Everest ao Pôr do Sol. Foto: Ryszard Pawłowski / Wikimédia Commons

Furtenbach, que desde 2014 dirige a empresa Furtenbach Adventures, vai liderar quatro clientes britânicos numa escalada radical: chegar ao cume do Everest em apenas sete dias, entre sair e retornar para casa. Esse tempo é um terço das expedições mais rápidas atualmente disponíveis. E muito distante da tradicional expedição de escalada ao Everest que dura de seis a oito semanas.

Um tratamento prévio com gás xenônio, administrado em um hospital na Alemanha é o segredo para essa rapidez toda. Os clientes inalariam o gás inodoro por cerca de 30 minutos, em um processo que promete estimular a produção de eritropoietina (EPO), aumentando a capacidade do sangue de transportar oxigênio e protegendo órgãos vitais dos efeitos extremos da altitude.

“Estamos fazendo isso principalmente por segurança, como uma forma de prevenir o mal da altitude. Não se trata de melhoria de desempenho”, defende Furtenbach.

A promessa é ousada: menos tempo na montanha, menos exposição ao risco, e uma subida tecnicamente mais segura — tudo isso por US$ 153 mil.
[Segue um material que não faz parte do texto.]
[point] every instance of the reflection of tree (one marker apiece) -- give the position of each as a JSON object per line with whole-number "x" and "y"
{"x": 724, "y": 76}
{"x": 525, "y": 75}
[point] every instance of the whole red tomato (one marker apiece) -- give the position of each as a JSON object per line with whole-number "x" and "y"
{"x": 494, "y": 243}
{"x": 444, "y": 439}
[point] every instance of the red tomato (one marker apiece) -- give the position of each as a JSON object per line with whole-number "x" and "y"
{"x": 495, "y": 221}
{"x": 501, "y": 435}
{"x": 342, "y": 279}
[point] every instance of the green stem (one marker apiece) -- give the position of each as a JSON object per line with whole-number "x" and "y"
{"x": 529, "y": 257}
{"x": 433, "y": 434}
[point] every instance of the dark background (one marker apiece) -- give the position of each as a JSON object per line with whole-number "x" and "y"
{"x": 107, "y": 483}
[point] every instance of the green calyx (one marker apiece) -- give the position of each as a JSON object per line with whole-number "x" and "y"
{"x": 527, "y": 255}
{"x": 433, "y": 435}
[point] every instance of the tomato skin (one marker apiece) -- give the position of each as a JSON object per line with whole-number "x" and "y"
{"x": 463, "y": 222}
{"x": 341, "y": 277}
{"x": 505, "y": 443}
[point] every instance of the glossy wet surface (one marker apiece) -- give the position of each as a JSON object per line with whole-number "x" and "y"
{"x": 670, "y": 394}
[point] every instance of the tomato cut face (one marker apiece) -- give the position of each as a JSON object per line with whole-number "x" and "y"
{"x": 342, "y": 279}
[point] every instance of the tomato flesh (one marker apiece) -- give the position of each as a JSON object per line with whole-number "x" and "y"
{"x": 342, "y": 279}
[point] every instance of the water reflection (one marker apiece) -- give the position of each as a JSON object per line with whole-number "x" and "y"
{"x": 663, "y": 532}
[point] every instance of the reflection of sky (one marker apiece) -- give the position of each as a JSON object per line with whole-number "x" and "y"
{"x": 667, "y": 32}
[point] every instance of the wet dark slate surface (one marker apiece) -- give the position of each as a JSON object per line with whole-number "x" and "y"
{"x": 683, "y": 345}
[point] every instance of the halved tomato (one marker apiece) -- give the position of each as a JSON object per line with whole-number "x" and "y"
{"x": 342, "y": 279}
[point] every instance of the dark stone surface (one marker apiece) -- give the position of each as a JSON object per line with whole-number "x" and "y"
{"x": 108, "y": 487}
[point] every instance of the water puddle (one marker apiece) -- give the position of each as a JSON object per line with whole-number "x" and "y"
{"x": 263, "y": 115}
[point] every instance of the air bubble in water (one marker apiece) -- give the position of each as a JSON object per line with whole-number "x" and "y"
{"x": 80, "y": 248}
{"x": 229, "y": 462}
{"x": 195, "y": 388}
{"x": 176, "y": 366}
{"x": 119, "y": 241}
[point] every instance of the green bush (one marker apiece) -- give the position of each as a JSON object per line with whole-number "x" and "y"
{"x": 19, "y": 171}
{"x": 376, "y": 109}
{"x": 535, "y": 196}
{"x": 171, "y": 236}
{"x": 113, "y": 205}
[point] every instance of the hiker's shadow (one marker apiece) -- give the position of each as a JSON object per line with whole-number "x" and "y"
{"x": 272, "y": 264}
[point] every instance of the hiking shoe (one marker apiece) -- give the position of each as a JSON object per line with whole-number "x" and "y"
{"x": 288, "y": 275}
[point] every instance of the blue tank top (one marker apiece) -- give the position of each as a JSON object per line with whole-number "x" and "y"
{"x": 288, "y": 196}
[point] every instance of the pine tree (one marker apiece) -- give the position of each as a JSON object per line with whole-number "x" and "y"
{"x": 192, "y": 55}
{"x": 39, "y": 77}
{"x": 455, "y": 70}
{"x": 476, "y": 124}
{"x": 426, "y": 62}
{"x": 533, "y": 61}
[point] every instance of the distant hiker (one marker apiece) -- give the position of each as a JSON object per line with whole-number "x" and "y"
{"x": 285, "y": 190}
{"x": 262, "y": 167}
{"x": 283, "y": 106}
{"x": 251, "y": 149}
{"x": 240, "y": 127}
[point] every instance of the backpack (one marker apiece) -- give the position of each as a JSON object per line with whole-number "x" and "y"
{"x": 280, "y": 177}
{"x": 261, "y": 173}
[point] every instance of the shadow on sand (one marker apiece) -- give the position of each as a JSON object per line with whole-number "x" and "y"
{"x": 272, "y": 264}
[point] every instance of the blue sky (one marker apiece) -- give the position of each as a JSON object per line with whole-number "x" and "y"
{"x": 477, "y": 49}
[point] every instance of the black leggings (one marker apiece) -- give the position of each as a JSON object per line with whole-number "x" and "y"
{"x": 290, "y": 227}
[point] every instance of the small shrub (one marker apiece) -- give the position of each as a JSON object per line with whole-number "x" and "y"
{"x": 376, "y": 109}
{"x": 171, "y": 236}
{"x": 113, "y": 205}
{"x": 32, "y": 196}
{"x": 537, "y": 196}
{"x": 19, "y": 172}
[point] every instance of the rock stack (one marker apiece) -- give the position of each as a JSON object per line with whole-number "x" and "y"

Os clientes ainda passam oito semanas dormindo em tendas hipóxicas (com menos oxigênio disponível) antes da viagem e seguem um programa rigoroso de aclimatação artificial. Para Furtenbach, o xenônio é apenas mais uma peça em um sofisticado quebra-cabeça tecnológico.

A divisão da comunidade de montanhismo

O anúncio da expedição, feito em janeiro, provocou alvoroço imediato. A Federação Internacional de Escalada e Montanhismo condenou a prática, levantando dúvidas sobre a eficácia e a ética do método. O gás está, inclusive, na lista de substâncias proibidas pela Agência Mundial Antidoping (WADA), embora essa regulamentação não se aplique diretamente ao montanhismo.

::LEIA TAMBÉM: UIAA alerta sobre os perigos do uso de Gás Xenônio na “aclimatação artificial

Passagem por greta utilizando escadas de alumínio no Everest. Foto: Equipo Militar de Montaña Chile

Críticos como os guias Guy Cotter, Kenton Cool e Garrett Madison veem a proposta como uma distorção da experiência genuína no Everest. “Por que toda essa pressa?”, questionou Cotter. Já Madison argumentou que a escalada tradicional proporciona uma jornada espiritual e cultural, que seria sacrificada em nome da velocidade.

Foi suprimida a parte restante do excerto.